Early on in Richard LaGravenese’s A Family Affair (Netflix), Brooke Harwood’s (Nicole Kidman) blonde hair is in a messy bun and her Pilates body is in a Blondie t-shirt. As she cleans her office, that band’s 1979 hit ‘Dreaming’ booms out of Harwood’s vintage LP player. Hollywood superstar Chris Cole (Zac Efron) walks into the house, looking for his young assistant, and is astounded as he regards her mother. “Did you have her when you were in kindergarten?” he exclaims. Cole is 16 years her junior, but that is not a plot point. Minutes into this scene, the pair is sitting dangerously close to each other on the couch, tequila glasses in hand, chatting about the myth of Icarus, surgically enhanced quads and grief; an easy chemistry smouldering between them.
“…Hunger hurts, but starving, it works / when it costs too much to love…” Fiona Apple’s voice is drenched with pain in the background of a scene in Michael Showalter’s The Idea of You (Prime Video), as 40-year-old art gallerist Solène (Anne Hathaway) lets 24-year-old boy band hunk Hayes Campbell (Nicholas Galitzine) into her cottagecore-style home.

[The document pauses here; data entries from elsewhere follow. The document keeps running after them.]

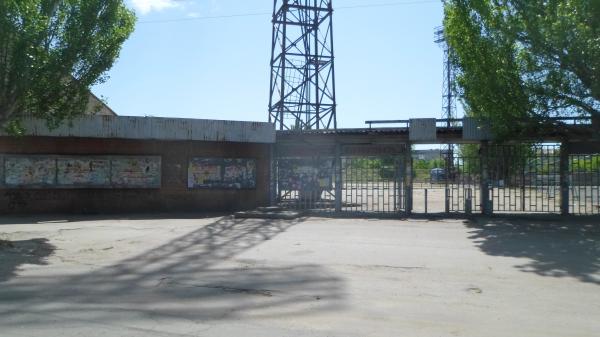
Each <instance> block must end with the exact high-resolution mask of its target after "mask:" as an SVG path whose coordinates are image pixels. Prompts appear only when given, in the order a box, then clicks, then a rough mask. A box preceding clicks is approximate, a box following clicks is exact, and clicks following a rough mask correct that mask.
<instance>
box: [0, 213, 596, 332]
mask: <svg viewBox="0 0 600 337" xmlns="http://www.w3.org/2000/svg"><path fill="white" fill-rule="evenodd" d="M0 233H2V238H3V239H9V240H11V241H12V242H13V244H14V247H9V246H3V247H1V248H0V335H1V336H3V337H4V336H36V337H37V336H44V337H47V336H66V337H70V336H89V337H96V336H134V337H137V336H241V335H243V336H247V337H249V336H317V337H320V336H411V337H419V336H477V337H479V336H511V335H512V336H540V337H542V336H543V337H548V336H557V337H558V336H586V337H587V336H590V337H591V336H597V332H598V331H600V321H599V320H598V317H600V245H599V242H600V240H599V239H600V229H599V228H598V225H597V224H595V223H592V224H589V223H583V222H582V223H577V222H576V221H575V220H573V219H570V220H569V223H567V224H565V223H554V222H552V221H548V220H544V221H537V220H536V221H533V220H532V221H528V222H527V221H525V222H523V221H520V220H511V221H501V220H497V219H495V220H478V221H462V220H436V221H426V220H403V221H401V220H373V219H369V220H363V219H322V218H303V219H298V220H294V221H289V220H266V219H246V220H241V219H234V218H232V217H229V216H198V215H193V216H192V215H190V216H180V217H177V218H169V217H168V216H158V217H157V216H129V217H127V218H110V217H105V218H101V217H100V218H99V217H78V218H74V217H69V216H62V217H60V216H50V217H45V218H43V219H42V218H35V217H26V218H22V217H21V218H7V217H6V218H1V219H0Z"/></svg>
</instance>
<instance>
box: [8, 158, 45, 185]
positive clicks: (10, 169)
mask: <svg viewBox="0 0 600 337" xmlns="http://www.w3.org/2000/svg"><path fill="white" fill-rule="evenodd" d="M55 179H56V160H55V159H53V158H44V157H7V158H5V160H4V183H5V184H6V186H9V187H43V186H51V185H54V184H55Z"/></svg>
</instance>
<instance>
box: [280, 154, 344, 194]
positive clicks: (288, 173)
mask: <svg viewBox="0 0 600 337" xmlns="http://www.w3.org/2000/svg"><path fill="white" fill-rule="evenodd" d="M333 164H334V163H333V160H331V159H323V158H302V159H300V158H285V159H280V160H279V161H278V165H279V186H280V188H281V189H282V190H288V191H300V190H330V189H332V188H333Z"/></svg>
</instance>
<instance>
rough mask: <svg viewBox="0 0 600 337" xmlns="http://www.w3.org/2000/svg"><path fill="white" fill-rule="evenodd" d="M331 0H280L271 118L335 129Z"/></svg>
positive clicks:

The song, 1999’s big hit ‘Paper Bag’, marks their age gap and portends a difficult future in store for them.
In Showalter’s film, Solène is a divorcée who is routinely courted by men who may be age-appropriate, but also consider their pets to be their children and think “splitting up” is too specific a term. Naturally, she is deeply flattered by Hayes’ attention, but she is also old enough to know what he needs: not a public meal in a popular LA spot, but conversation and sandwiches in the privacy of her home.
And just like that, Kidman and Hathaway transform the dreaded middle age into an aspirational thing for women everywhere in the world.

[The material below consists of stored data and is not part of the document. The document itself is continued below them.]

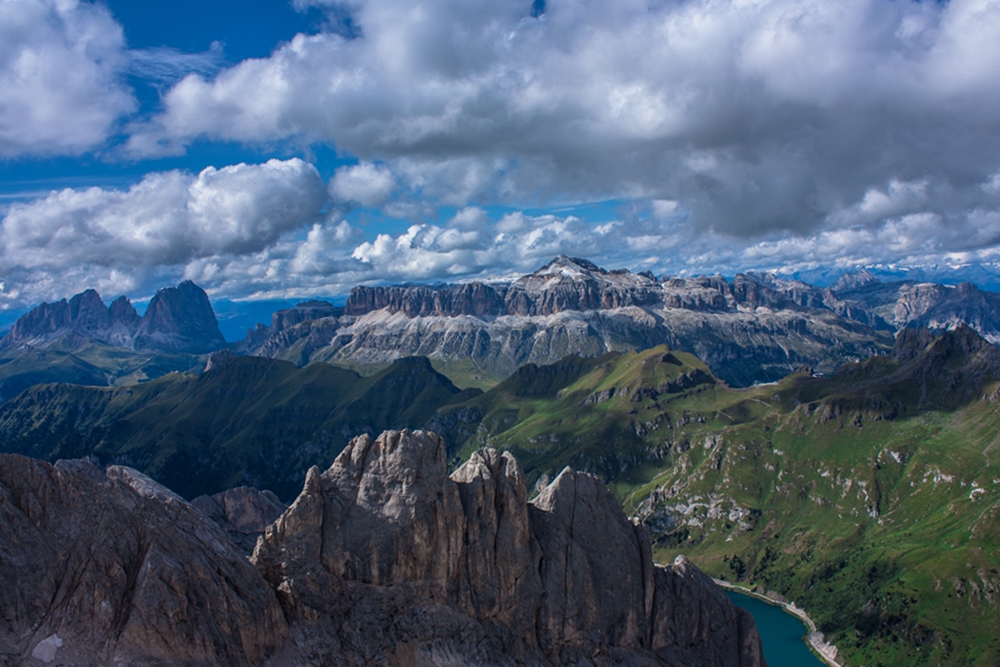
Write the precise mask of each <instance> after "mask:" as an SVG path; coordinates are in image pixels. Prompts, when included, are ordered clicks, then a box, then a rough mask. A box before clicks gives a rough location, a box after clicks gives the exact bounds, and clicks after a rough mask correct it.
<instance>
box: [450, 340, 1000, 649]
mask: <svg viewBox="0 0 1000 667" xmlns="http://www.w3.org/2000/svg"><path fill="white" fill-rule="evenodd" d="M998 377H1000V350H998V349H997V348H994V347H992V346H989V345H987V344H985V343H984V342H983V341H981V340H980V339H978V337H976V336H975V335H974V334H972V333H971V332H968V331H964V332H957V333H955V334H948V335H945V336H931V335H929V334H928V333H926V332H922V333H917V332H907V333H905V334H904V335H902V336H901V338H900V343H899V344H898V345H897V349H896V351H895V353H894V354H893V355H892V356H886V357H876V358H873V359H870V360H867V361H865V362H861V363H857V364H850V365H848V366H845V367H844V368H842V369H841V370H840V371H839V372H838V373H837V374H836V375H835V376H833V377H829V378H818V377H813V376H812V375H811V373H809V372H808V371H805V372H802V373H798V374H795V375H793V376H790V377H788V378H786V379H785V380H783V381H781V382H780V383H777V384H773V385H767V386H759V387H753V388H749V389H743V390H732V389H729V388H727V387H726V386H724V385H723V384H721V383H718V382H715V381H714V380H713V379H712V378H711V377H710V376H708V374H707V370H706V369H705V368H704V366H703V365H701V364H700V362H698V361H697V360H696V359H694V358H693V357H690V356H688V355H684V354H681V353H671V352H668V351H666V350H665V349H663V348H659V349H655V350H649V351H647V352H644V353H641V354H636V355H626V356H623V355H606V356H604V357H601V358H599V359H586V360H584V359H568V360H565V361H563V362H561V363H560V364H556V365H554V366H549V367H544V368H536V367H525V368H524V369H522V370H521V371H520V372H519V373H518V374H516V375H515V376H513V377H511V378H510V379H509V380H507V381H505V382H503V383H501V384H500V385H498V386H497V387H496V388H495V389H494V390H492V391H490V392H488V393H486V394H484V395H482V396H479V397H476V398H474V399H472V400H469V401H466V402H464V403H461V404H455V405H451V406H448V407H446V408H444V409H442V410H441V412H440V413H439V414H438V415H437V417H436V418H435V422H436V424H437V426H438V427H439V428H442V429H443V430H445V431H446V432H447V433H448V434H449V437H450V438H451V439H452V441H453V442H455V443H456V447H457V448H458V449H459V451H460V452H461V453H464V452H466V451H468V450H470V449H471V448H474V447H478V446H481V445H492V446H499V447H505V448H509V449H512V450H514V451H516V452H517V453H518V455H519V456H520V457H521V458H522V461H524V462H525V463H526V466H527V468H528V474H529V478H531V479H536V480H544V479H546V478H547V477H548V476H550V475H552V474H554V473H555V472H557V471H558V469H560V468H561V467H562V466H563V465H566V464H570V465H573V466H575V467H577V468H580V469H585V470H590V471H592V472H595V473H597V474H600V475H602V476H604V478H605V479H607V480H608V481H609V483H610V484H612V486H613V487H614V488H615V489H616V491H617V493H618V494H619V496H620V497H621V498H622V501H623V503H624V504H625V506H626V510H627V511H628V512H629V513H633V514H638V515H641V516H643V517H644V519H645V520H646V522H647V523H648V524H649V525H650V526H651V528H652V529H653V532H654V535H655V537H656V555H657V557H658V558H659V559H660V560H663V561H666V560H670V559H672V558H673V557H674V556H675V555H677V554H678V553H685V554H687V555H688V556H689V557H692V558H693V559H694V560H695V562H696V563H698V565H699V566H700V567H702V568H704V569H705V570H707V571H708V572H710V573H712V574H713V575H715V576H717V577H721V578H727V579H730V580H739V581H741V582H743V583H747V584H750V585H753V586H757V587H759V589H760V590H761V591H773V592H775V593H777V594H779V595H782V596H784V597H786V598H788V599H794V600H795V602H796V603H797V604H799V605H801V606H804V607H806V608H807V609H809V611H810V612H811V613H812V614H813V616H814V618H816V620H817V623H818V624H819V626H820V628H821V630H822V631H823V632H825V633H827V635H828V637H829V638H830V639H831V640H832V641H834V642H835V643H836V644H837V645H838V647H839V648H840V649H841V652H842V654H841V655H842V657H843V658H845V660H846V662H847V663H848V664H852V665H869V666H873V665H886V666H889V665H903V664H905V665H923V664H927V665H995V664H998V663H1000V614H998V610H997V603H998V602H1000V552H998V549H997V547H998V546H1000V527H998V524H997V518H998V516H997V515H998V513H1000V445H998V442H1000V436H998V433H1000V390H998V389H1000V383H998V381H997V378H998Z"/></svg>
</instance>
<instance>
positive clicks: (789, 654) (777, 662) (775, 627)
mask: <svg viewBox="0 0 1000 667" xmlns="http://www.w3.org/2000/svg"><path fill="white" fill-rule="evenodd" d="M726 595H728V596H729V599H730V600H732V601H733V604H735V605H736V606H738V607H743V608H744V609H746V610H747V611H749V612H750V613H751V614H753V618H754V620H755V621H756V622H757V631H758V632H759V633H760V639H761V642H763V644H764V658H765V659H766V660H767V664H768V667H817V666H825V664H826V663H824V662H823V661H822V660H820V659H819V658H817V657H816V656H815V655H813V652H812V651H810V650H809V648H808V647H807V646H806V642H805V636H806V633H807V632H808V630H807V629H806V626H805V625H803V623H802V621H800V620H799V619H797V618H795V617H794V616H792V615H791V614H786V613H785V612H784V611H782V609H781V607H776V606H774V605H770V604H767V603H766V602H761V601H760V600H757V599H754V598H752V597H750V596H749V595H740V594H739V593H733V592H731V591H726Z"/></svg>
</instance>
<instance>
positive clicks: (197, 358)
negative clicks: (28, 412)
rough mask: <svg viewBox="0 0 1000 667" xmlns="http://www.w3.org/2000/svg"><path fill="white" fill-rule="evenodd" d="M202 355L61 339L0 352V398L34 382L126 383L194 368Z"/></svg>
mask: <svg viewBox="0 0 1000 667" xmlns="http://www.w3.org/2000/svg"><path fill="white" fill-rule="evenodd" d="M204 366H205V358H204V357H198V356H196V355H193V354H164V353H159V352H135V351H132V350H125V349H122V348H117V347H112V346H110V345H104V344H102V343H94V342H86V343H84V344H82V345H73V344H71V341H69V340H66V341H63V343H62V344H56V345H53V346H52V347H49V348H46V349H45V350H33V351H22V350H17V351H11V352H8V353H7V354H6V355H5V356H0V401H2V400H6V399H10V398H13V397H14V396H17V395H18V394H20V393H21V392H22V391H24V390H25V389H27V388H28V387H31V386H33V385H36V384H43V383H49V382H65V383H69V384H80V385H89V386H97V387H105V386H112V385H129V384H135V383H137V382H141V381H144V380H148V379H150V378H157V377H160V376H162V375H165V374H167V373H170V372H174V371H178V372H197V371H200V370H201V369H202V368H204Z"/></svg>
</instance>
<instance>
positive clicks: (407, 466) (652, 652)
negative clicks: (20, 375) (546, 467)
mask: <svg viewBox="0 0 1000 667" xmlns="http://www.w3.org/2000/svg"><path fill="white" fill-rule="evenodd" d="M197 504H198V506H200V507H203V508H204V510H205V511H204V512H203V511H201V510H199V509H197V508H196V507H195V506H193V505H191V504H188V503H186V502H184V501H183V500H182V499H181V498H180V497H178V496H176V495H174V494H173V493H172V492H170V491H168V490H167V489H166V488H164V487H162V486H160V485H158V484H157V483H155V482H153V481H152V480H151V479H149V478H148V477H145V476H143V475H141V474H140V473H137V472H135V471H134V470H132V469H130V468H123V467H120V466H112V467H110V468H108V469H107V470H100V469H99V468H96V467H94V466H92V465H90V464H89V463H86V462H84V461H79V460H77V461H62V462H59V463H57V464H56V465H54V466H53V465H49V464H47V463H43V462H39V461H34V460H32V459H28V458H25V457H21V456H16V455H0V574H2V576H3V578H4V581H5V582H16V585H4V586H0V666H2V667H15V666H18V667H20V666H22V665H23V666H26V667H27V666H34V665H42V664H50V663H55V664H72V665H76V666H77V667H97V666H104V665H116V664H128V665H132V666H134V667H153V666H159V665H165V664H170V665H182V666H190V667H195V666H198V667H201V666H207V665H226V666H235V667H239V666H241V665H261V666H263V667H286V666H289V667H291V666H293V665H294V666H296V667H299V666H305V665H314V666H316V667H319V666H321V665H322V666H323V667H335V666H345V667H348V666H350V667H355V666H356V667H362V666H364V667H368V666H369V665H379V666H386V667H394V666H399V667H403V666H406V667H410V666H440V667H445V666H448V667H454V666H457V665H510V666H513V665H537V666H538V667H556V666H559V665H580V666H587V665H589V666H592V667H597V666H600V665H626V664H627V665H636V666H638V667H642V666H649V667H653V666H661V667H663V666H676V667H680V666H682V665H683V666H684V667H759V666H764V665H765V662H764V659H763V657H762V654H761V649H760V640H759V638H758V636H757V631H756V628H755V626H754V623H753V620H752V618H751V617H750V616H749V615H748V614H747V613H746V612H743V611H741V610H739V609H737V608H736V607H734V606H733V605H732V604H731V603H730V602H729V600H728V598H727V597H726V596H725V595H724V594H723V593H722V591H721V590H720V589H718V588H717V587H716V586H715V585H714V584H713V583H712V581H711V580H710V579H708V578H707V577H706V576H705V575H703V574H701V573H700V572H699V571H698V570H697V569H696V568H695V567H694V566H693V565H692V564H691V563H689V562H688V561H686V560H685V559H683V558H680V559H678V560H677V561H676V562H675V563H674V564H673V565H671V566H669V567H659V566H654V565H653V562H652V560H651V546H650V538H649V533H648V531H647V530H646V528H645V527H644V526H642V525H640V524H637V523H633V522H630V521H629V520H627V519H626V518H625V516H624V515H623V514H622V512H621V510H620V508H619V506H618V504H617V503H616V501H615V500H614V498H613V497H612V496H611V495H610V494H609V493H608V491H607V490H606V489H605V488H604V487H603V485H602V484H601V483H600V482H599V481H598V480H597V479H596V478H594V477H591V476H589V475H585V474H580V473H574V472H573V471H572V470H569V469H567V470H565V471H564V472H563V473H562V474H561V475H559V477H558V478H557V479H556V480H555V481H554V482H553V483H552V484H551V485H550V486H549V487H547V488H546V489H545V490H544V491H543V492H542V493H541V494H540V495H539V496H538V498H536V499H535V500H533V501H532V502H528V499H527V490H526V487H525V480H524V475H523V474H522V471H521V467H520V465H519V464H518V462H517V461H516V460H515V459H514V458H513V457H512V456H511V455H510V454H507V453H503V454H501V453H499V452H497V451H495V450H482V451H479V452H477V453H475V454H473V456H472V458H471V459H470V460H469V461H468V462H466V463H465V464H463V465H462V466H461V467H460V468H458V470H456V471H455V472H454V473H452V474H451V475H450V476H449V475H448V474H447V462H446V457H445V446H444V443H443V442H442V440H441V439H440V438H439V437H438V436H436V435H434V434H432V433H426V432H422V431H416V432H413V433H411V432H409V431H387V432H385V433H383V434H382V435H381V436H380V437H379V438H378V439H376V440H372V439H371V438H369V437H367V436H362V437H359V438H356V439H355V440H354V441H353V442H352V444H351V445H350V446H349V447H348V448H347V449H346V450H344V452H343V453H342V454H341V455H340V457H338V458H337V460H336V462H335V463H334V464H333V466H331V467H330V469H329V470H327V471H326V472H324V473H322V474H321V473H320V472H319V470H318V469H317V468H313V469H311V470H310V471H309V474H308V476H307V479H306V483H305V487H304V488H303V490H302V493H301V494H300V495H299V497H298V499H297V500H296V501H295V503H294V504H293V505H292V506H291V507H289V508H288V509H287V510H286V511H285V512H284V513H283V514H282V515H281V516H280V518H278V519H277V520H276V521H275V522H274V523H273V524H271V525H270V526H268V527H267V529H266V531H265V533H264V536H262V537H261V538H259V539H258V541H257V546H256V549H255V551H254V553H253V556H252V558H251V560H250V561H249V562H248V561H247V560H246V558H245V557H243V556H242V555H241V554H240V552H239V551H238V549H237V548H236V547H235V546H234V545H233V543H232V542H231V541H230V539H229V538H228V537H227V535H226V532H225V531H223V530H222V528H220V526H218V525H216V524H215V523H214V522H213V520H212V519H210V518H209V517H210V516H211V517H214V518H215V520H218V521H221V522H222V523H223V524H225V525H226V526H227V527H228V528H229V530H230V532H233V531H236V532H243V533H245V532H247V531H250V532H252V531H254V530H255V529H257V528H259V527H260V523H261V519H262V517H264V516H265V515H267V514H269V513H274V512H276V511H277V510H279V509H280V506H279V505H277V503H276V502H275V500H274V499H273V498H270V497H268V496H267V495H266V494H261V493H259V492H255V491H253V490H249V489H239V490H234V491H231V492H228V493H226V494H220V495H218V496H215V497H209V498H202V499H199V500H198V503H197ZM205 512H207V514H206V513H205Z"/></svg>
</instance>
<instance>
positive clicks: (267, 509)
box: [191, 486, 288, 556]
mask: <svg viewBox="0 0 1000 667" xmlns="http://www.w3.org/2000/svg"><path fill="white" fill-rule="evenodd" d="M191 504H192V505H194V506H195V507H197V508H198V509H200V510H201V511H202V512H204V513H205V515H206V516H208V518H210V519H211V520H212V521H214V522H215V523H217V524H219V527H220V528H222V529H223V530H224V531H226V534H227V535H229V539H231V540H232V541H233V544H235V545H236V546H237V547H239V548H240V550H241V551H242V552H243V553H245V554H246V555H247V556H249V555H250V554H251V553H253V550H254V547H255V546H256V545H257V538H258V537H259V536H261V535H263V534H264V529H265V528H267V527H268V526H269V525H271V524H272V523H274V521H275V520H276V519H277V518H278V517H280V516H281V515H282V514H283V513H284V511H285V510H287V509H288V505H286V504H284V503H283V502H281V500H279V499H278V496H276V495H274V494H273V493H271V492H270V491H258V490H257V489H254V488H252V487H249V486H238V487H236V488H234V489H227V490H226V491H222V492H221V493H216V494H215V495H211V496H198V497H197V498H195V499H194V500H192V501H191Z"/></svg>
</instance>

In addition to the fact that both these films have riveting soundtracks scored by Indian-origin composers (Siddhartha Khosla and Savan Kotecha respectively), A Family Affair and The Idea of You are also notable examples of what is shaping up to be the year of May-December romances in Western cinema, commonly known as the age-gap romance. Except, instead of crusty old Humberts in pursuit of nubile Lolitas, the trope is inverted to older women who find paramours in significantly younger men. Scandalous? Well, only sometimes—and maybe that’s a good thing.
It’s interesting to consider how the trope has evolved over the years, from the days when the ‘cougar’ character was viewed with suspicion and derision in cinema around the world—from the predatory moves of Mrs Robinson in the 1967 classic The Graduate to the overt MILFness of Stiffler’s mom (played to great effect by Jennifer Coolidge) in the rambunctious 1999 cult favourite American Pie, and the sugar-mama vibe of the titular spinster in 1971’s Harold & Maude. Closer home, in Dil Chahta Hai (2001), even young, urban Akash (Aamir Khan) could only make sense of his friend’s relationship with an older woman through crass jokes, and it took months for him to get over his suspicion. Compare that to 2016’s Ae Dil Hai Mushkil, in which older woman Saba (Aishwarya Rai Bachchan) is in a relationship with much younger Ayan (Ranbir Kapoor) but it is done with dignity.